The program starts searching the selected collections...
tried this with 4 collections, to spot the fraction-of-a-second long text message "searching in localdocs:..."
...but immediately switches to the /default "generating response..." and "processing..." without parsing the collections which were however mentioned in the beginning but without them being really used (redundant here, but this is the idea :) )
I am able to reproduce this issue using a copy of some of 3Simplex's collections. It seems like the embeddings are missing for certain documents, due to the process getting interrupted somehow. These documents would have been re-indexed on every launch in previous versions of GPT4All because their modification timestamp did not match the database. Now they are only re-indexed the first time GPT4All v2.7.4 is started, and if that did not succeed then the collections will be broken until they are once again re-indexed (e.g. by changing the document snippet size) and it completes successfully.

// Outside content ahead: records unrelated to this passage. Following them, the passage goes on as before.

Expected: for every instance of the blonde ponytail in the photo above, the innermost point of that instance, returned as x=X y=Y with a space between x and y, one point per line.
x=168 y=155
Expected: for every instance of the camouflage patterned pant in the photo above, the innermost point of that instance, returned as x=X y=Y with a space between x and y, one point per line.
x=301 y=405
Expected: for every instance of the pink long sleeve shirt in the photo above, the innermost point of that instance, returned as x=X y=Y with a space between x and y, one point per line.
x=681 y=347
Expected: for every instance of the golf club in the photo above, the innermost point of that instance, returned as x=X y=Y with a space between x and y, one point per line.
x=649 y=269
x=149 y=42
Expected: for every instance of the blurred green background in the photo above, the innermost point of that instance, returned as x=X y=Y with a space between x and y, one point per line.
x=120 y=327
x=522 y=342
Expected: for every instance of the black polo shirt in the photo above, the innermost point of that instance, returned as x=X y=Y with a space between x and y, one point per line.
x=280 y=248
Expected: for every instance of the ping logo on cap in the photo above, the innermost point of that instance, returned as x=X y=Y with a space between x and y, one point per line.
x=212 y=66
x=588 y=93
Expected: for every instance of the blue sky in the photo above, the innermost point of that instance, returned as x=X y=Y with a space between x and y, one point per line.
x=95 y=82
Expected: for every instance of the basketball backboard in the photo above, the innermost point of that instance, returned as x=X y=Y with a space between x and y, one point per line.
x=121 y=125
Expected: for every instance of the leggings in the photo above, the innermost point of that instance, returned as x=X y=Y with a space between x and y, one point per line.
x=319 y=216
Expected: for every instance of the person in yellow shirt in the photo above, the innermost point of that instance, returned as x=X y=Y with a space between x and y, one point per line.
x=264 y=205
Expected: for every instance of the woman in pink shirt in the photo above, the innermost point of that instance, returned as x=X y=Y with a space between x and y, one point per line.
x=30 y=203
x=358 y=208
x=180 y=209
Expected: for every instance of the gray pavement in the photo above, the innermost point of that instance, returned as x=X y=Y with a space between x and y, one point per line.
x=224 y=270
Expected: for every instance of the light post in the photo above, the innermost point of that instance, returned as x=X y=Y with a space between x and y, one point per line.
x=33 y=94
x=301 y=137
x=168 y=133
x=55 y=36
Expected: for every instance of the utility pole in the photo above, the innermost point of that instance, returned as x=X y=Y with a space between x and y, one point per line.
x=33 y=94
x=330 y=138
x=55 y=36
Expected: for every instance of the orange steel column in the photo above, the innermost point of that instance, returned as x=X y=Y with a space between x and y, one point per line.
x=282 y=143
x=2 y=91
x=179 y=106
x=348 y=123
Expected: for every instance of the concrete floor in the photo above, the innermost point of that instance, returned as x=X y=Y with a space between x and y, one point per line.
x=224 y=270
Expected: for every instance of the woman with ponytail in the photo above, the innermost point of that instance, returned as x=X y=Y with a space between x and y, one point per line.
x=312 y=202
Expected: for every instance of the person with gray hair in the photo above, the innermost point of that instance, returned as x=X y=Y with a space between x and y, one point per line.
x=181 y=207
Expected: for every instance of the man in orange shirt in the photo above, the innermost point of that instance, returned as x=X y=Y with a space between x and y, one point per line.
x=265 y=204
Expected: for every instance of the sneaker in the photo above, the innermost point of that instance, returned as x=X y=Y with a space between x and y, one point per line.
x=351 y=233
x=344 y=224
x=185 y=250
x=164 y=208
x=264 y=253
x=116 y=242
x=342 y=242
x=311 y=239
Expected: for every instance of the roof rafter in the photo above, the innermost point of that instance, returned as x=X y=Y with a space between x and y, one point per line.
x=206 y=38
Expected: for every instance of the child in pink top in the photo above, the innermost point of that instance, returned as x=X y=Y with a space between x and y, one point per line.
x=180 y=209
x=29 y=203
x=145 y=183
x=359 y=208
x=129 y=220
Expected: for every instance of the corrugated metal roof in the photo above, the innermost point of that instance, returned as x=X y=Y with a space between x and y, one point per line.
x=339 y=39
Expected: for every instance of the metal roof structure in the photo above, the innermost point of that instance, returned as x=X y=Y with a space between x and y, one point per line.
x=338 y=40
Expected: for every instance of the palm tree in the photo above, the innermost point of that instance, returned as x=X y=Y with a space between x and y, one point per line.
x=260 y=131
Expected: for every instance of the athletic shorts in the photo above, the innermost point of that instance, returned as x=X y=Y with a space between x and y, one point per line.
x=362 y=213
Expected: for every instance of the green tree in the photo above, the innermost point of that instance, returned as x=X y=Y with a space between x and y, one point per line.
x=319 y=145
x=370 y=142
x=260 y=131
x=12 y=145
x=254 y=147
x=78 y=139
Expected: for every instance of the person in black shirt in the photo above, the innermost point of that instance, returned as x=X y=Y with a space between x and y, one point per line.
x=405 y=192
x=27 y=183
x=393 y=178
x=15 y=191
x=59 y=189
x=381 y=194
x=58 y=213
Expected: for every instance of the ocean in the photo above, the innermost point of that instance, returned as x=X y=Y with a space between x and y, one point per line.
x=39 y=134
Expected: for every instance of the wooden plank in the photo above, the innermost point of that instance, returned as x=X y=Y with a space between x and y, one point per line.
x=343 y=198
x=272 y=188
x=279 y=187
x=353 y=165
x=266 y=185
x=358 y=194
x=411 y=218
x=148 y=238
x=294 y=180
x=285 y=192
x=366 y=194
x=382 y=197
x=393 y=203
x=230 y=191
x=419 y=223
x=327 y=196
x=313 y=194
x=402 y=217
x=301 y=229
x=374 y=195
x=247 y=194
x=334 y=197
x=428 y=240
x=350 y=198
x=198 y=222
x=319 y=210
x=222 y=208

We need to implement a way to know whether embeddings have been generated for a chunk so the program can continue where it left off.
I have also done as 3Simplex said, in the sense of changing a folder's contents as a collection, here's what I've done:
- deleted (Cut-and-Pasted it one level upwards) one file from a folder which was already known as a LocalDocs collection
- after deleting the file, the program did not reindex the collection
- after placing (Paste-d) the file back into its folder, the program started reindexing that collection
Done this with 3 distinct files in 3 distinct folders/categories. The result was the same - those collections were reindexed.
However, the issue is still here, - of reindexing existing collections. I see several collections being indexed again, immediately after program start, which were created even before 2.7.3 (I can't remember, was it 2.6.1 or a 2.7.x) and stayed that way since then...
Edit :) - the explanation of cebtenzzre clarifies as to why this would happen. Indeed, a flag or something would be handy, like Windows which knows that it didn't shut down properly :)
Should be fixed as of #2396 (aside from #2591, which is a related but distinct issue).